Introduction to
Statistics
Sayeeda Jahan
Spring 2021
Chapter 1
Data and Statistics
Applications in Business and Economics
Data
Data Sources
Descriptive Statistics
Statistical Inference
What is Statistics
• The term statistics can refer to numerical facts such as
averages, medians, percentages, and maximums that help
us understand a variety of business and economic
situations.
• Statistics can also refer to the art and science of collecting,
analyzing, presenting, and interpreting data.
Applications in
Business and Economics
Accounting
Public accounting firms use statistical sampling procedures
when conducting audits for their clients.
Finance
Financial analysts use a variety of statistical information,
including price-earnings ratios and dividend yields, to guide
their investment recommendations.
Marketing
Electronic point-of-sale scanners at retail checkout counters are
being used to collect data for a variety of marketing research
applications.
Applications in
Business and Economics
Production
A variety of statistical quality control charts are used to
monitor the output of a production process.
Economics
Economists use statistical information in making forecasts
about the future of the economy or some aspect of it.
Information Systems
A variety of statistical information helps administrators
assess the performance of computer networks.
Data
Elements, Variables, and Observations
Scales of Measurement
Qualitative and Quantitative Data
Cross-Sectional and Time Series Data
Data and Data Sets
Data are the facts and figures collected, analyzed, and
summarized for presentation and interpretation.
All the data collected in a particular study are referred
to as the data set for the study.
Elements, Variables, and Observations
The elements are the entities on which data are collected.
A variable is a characteristic of interest for the elements.
The set of measurements collected for a particular element
is called an observation.
A data set with n elements contains n observations.
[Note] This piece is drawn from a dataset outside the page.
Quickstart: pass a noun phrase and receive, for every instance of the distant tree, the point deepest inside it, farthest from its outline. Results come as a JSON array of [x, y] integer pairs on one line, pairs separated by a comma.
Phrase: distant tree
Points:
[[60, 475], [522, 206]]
The total number of data values in a data set is the number
of elements multiplied by the number of variables.
Data, Data Sets,
Elements, Variables, and Observations
Scales of Measurement
Scales of measurement include:
• Nominal
• Ordinal
• Interval
• Ratio
The scale determines the amount of information contained
in the data.
The scale indicates the data summarization and statistical
analyses that are most appropriate.
Scales of Measurement
Nominal
• Data are labels or names used to identify an
attribute of the element.
• A nonnumeric label or numeric code may be used.
Scales of Measurement
Nominal
• Example:
Students of a university are classified by the
school in which they are enrolled using a
nonnumeric label such as Business,
Humanities, Education, and so on.
Alternatively, a numeric code could be used for
the school variable (e.g. 1 denotes Business, 2
denotes Humanities, 3 denotes Education, and
so on).
Scales of Measurement
Ordinal
• The data have the properties of nominal data and
the order or rank of the data is meaningful.
• A nonnumeric label or a numeric code may be
used.
Scales of Measurement
Ordinal
Example:
Students of a university are classified by their
class standing using a nonnumeric label such as
Freshman, Sophomore, Junior, or Senior.
Alternatively, a numeric code could be used for
the class standing variable (e.g. 1 denotes
Freshman, 2 denotes Sophomore, and so on).
Scales of Measurement
Interval
• The data have the properties of ordinal data and
the interval between observations is expressed in
terms of a fixed unit of measure.
• Interval data are always numeric.
Scales of Measurement
Interval
Example:
Melissa has an SAT score of 1205, while Kevin
has an SAT score of 1090. Melissa scored 115
points more than Kevin.
Scales of Measurement
Ratio
• The data have all the properties of interval data
and the ratio of two values is meaningful.
• Variables such as distance, height, weight, and
time use the ratio scale.
• This scale must contain a zero value that indicates
that nothing exists for the variable at the zero
point.
• Ratio data are always numerical.
Scales of Measurement
Ratio
Example:
• Melissa’s college record shows 36 credit hours earned,
while Kevin’s record shows 72 credit hours earned.
Kevin has twice as many credit hours earned as
Melissa
• Price of a book at a retail store is $ 200, while the price
of the same book sold online is $100. The ratio property
shows that retail stores charge twice the online price.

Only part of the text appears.